Where You Find The Person You’re Going To Become
It began when I was small.
My first out-of-body experiences happened very much within my body, while I stared at my little hand.
I would hold it out in front of me until the background focus shifted away from my awareness and the colors somehow morphed in that odd and unexplainable way they do and I did my best not to blink because the more I could focus the higher I could get on this very idea that my name was Brianna.
This hand belongs to this body, and this body belongs to this name, and this name is this collection of audible sounds.
I spent a lot of time convincing myself I was who I was when I was a kid. I knew I was weird, that much was apparent from what I gathered from how other kids treated me, but what I didn’t know was that I wasn’t “weird,” I was smart. I was aware without ever having been probed to be aware and I am not afraid or ashamed or worried about the consequences of admitting that I think I was smart for this when I was a kid.
It was my first shrieking moment of clarity.
There are so many tortured things in a life. Anybody who has been through anything will have the depth of experience and grace of empathy to prove it. They’ll know that there are few things more baffling and trying than the complete mental disconnect from who you think you are.
It’s so essential, and yet it’s always elusive. This grand idea of what we are, and therefore what we’re supposed to be.

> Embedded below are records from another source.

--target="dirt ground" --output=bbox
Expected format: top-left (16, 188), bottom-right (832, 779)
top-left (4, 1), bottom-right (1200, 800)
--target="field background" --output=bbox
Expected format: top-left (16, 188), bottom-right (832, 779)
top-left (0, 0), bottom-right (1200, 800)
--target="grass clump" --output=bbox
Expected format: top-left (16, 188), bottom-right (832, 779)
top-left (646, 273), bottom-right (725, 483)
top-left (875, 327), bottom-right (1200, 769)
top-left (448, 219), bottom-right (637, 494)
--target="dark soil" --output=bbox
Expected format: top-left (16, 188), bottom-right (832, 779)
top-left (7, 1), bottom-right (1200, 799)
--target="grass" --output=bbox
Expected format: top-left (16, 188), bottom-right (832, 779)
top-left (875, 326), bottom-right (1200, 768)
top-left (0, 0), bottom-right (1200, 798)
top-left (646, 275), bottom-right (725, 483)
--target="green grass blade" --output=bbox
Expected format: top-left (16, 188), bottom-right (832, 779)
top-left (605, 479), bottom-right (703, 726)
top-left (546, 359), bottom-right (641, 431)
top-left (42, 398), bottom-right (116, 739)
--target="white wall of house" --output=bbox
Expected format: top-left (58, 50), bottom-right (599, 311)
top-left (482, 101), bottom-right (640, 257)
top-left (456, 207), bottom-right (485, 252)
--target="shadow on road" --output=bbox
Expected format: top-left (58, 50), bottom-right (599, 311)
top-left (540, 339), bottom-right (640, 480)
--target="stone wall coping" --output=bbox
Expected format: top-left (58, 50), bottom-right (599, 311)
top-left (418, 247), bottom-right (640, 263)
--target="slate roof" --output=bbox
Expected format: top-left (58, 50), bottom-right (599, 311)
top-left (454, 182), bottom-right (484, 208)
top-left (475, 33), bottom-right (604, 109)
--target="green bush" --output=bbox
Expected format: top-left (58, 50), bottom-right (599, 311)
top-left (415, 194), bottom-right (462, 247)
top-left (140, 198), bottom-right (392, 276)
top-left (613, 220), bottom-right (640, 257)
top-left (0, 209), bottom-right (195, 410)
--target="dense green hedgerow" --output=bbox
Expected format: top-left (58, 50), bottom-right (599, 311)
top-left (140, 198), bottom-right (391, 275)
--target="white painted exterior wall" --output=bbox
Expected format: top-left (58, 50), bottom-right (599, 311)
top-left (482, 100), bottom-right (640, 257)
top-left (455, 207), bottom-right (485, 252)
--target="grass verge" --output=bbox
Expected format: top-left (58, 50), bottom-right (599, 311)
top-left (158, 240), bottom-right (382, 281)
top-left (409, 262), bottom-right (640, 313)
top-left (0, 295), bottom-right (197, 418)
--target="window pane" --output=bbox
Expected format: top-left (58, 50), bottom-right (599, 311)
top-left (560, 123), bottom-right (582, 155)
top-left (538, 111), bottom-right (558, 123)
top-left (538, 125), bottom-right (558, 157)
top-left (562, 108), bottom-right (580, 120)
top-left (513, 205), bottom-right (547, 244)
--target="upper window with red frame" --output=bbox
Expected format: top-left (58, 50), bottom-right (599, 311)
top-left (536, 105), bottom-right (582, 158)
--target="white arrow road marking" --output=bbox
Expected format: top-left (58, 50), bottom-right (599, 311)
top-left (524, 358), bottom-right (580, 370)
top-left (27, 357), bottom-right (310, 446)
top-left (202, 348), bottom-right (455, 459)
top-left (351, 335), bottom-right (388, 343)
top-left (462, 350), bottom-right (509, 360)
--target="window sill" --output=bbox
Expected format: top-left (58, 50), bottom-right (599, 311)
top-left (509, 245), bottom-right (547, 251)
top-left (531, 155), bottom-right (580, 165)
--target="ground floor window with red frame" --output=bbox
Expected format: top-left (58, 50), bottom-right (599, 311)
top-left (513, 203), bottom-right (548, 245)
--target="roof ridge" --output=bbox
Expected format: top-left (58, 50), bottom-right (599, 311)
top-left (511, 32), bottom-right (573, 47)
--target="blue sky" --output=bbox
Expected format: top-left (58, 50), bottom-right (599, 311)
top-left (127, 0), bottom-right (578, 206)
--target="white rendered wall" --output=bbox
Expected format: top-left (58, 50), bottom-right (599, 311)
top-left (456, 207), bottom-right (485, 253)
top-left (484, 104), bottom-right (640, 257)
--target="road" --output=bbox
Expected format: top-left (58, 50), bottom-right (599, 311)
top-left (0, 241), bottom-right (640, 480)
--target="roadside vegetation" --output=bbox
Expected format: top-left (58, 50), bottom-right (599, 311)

It maps a future, settles a present, rationalizes a past. It ties the duality of what we have and what we want together by presenting feasible, drawn lines between here and there, you and who you should be.
We’ve all but made “finding yourself” a necessity, a standard of human mental stability, when its very foundation is nothing but illusion (or, perhaps, delusion.)
I spent my whole life defining and redefining who I was and who I should be. I augmented and edited that character I created based on who I was speaking with, or behaving around. Aspects and details of what I really thought and felt were omitted or added based on what would be acceptable to the present party.
Even the moments in my life in which I thought I most knew who I was were merely constructs of ideas that would fail me. They would shift as I did. The interests that were rooted in circumstance would change as schools did, friends did, my psychological capacity did. The labels and terms and judgments passed from essential strangers I called friends (they were only ever friends with the shell of a person) redefined what I needed to call myself and show myself as — to justify their words as truth, to prove them incorrect.
I was consistently at the whim of another person’s circumstance, I allowed the projections other people’s experiences put onto me to become my reality.
By some miracle, I was saved when I was almost wholly, entirely gone. Because I had taken no stock, or even acknowledgement, in the awareness that was the core of my every day and feeling and thought and belief, I had rendered it absolutely worthless. After trying to morph the mental constructs that suited other people as they ultimately disapproved and disliked and judged me, I ended up only with broken pieces of a half of a person who was never really whole to begin with.
Giving up saved my life. (I do not use that phrase lightly, or in jest.) Surrendering was what I had to do all along.
I realized that there was no idea that could comfort me, no belief that would change a circumstance. There was no logic that could reason me out of my discomfort, nor was there a person I could pretend to be that would ever really take me out of the person I was.
There was only the steady current of awareness, of which I ignored because I was distracted. (Or more accurately, because nobody taught me how to be aware of awareness.)
Like anything, who you are is built in tiny fractions of seconds. It grows as you do, because it was only ever awareness to begin with. It is the culmination of every choice, of every experience that resulted from that choice, and every judgement and idea that followed. It was nowhere. It was everywhere. It was nothing I could grasp but everything I could imagine.
From realizing this, I was gutted, and from that, I pieced the rest together.
The essence of you may be undefinable, but that does not mean it’s not unique. Unspoken words do not stop referring to a concept or a physical item. You cannot lose control by mentally renouncing your train of thought.
If nothing else in my life, I was always aware of my suffering, and I was always trying to dig my way out of it. Of course, I was digging in the wrong direction, (but still.) There would be no guiding light that would come to me and say “go be a writer,” but of course, the day would come that it would happen and everything I had learned would start pouring out and all of a sudden, lined up like sentences, laced together like ideas, placed beside one another like concepts, I realized it was never about what I was or wasn’t or should or shouldn’t be.
I found myself when I stared at my hand and thought, “this is Brianna.” That was all I ever needed to know. Not for the sake of understanding myself, but because I would return to it one day, when it was time for my small refraction of our greater, collective light to reflect awareness onto that very idea.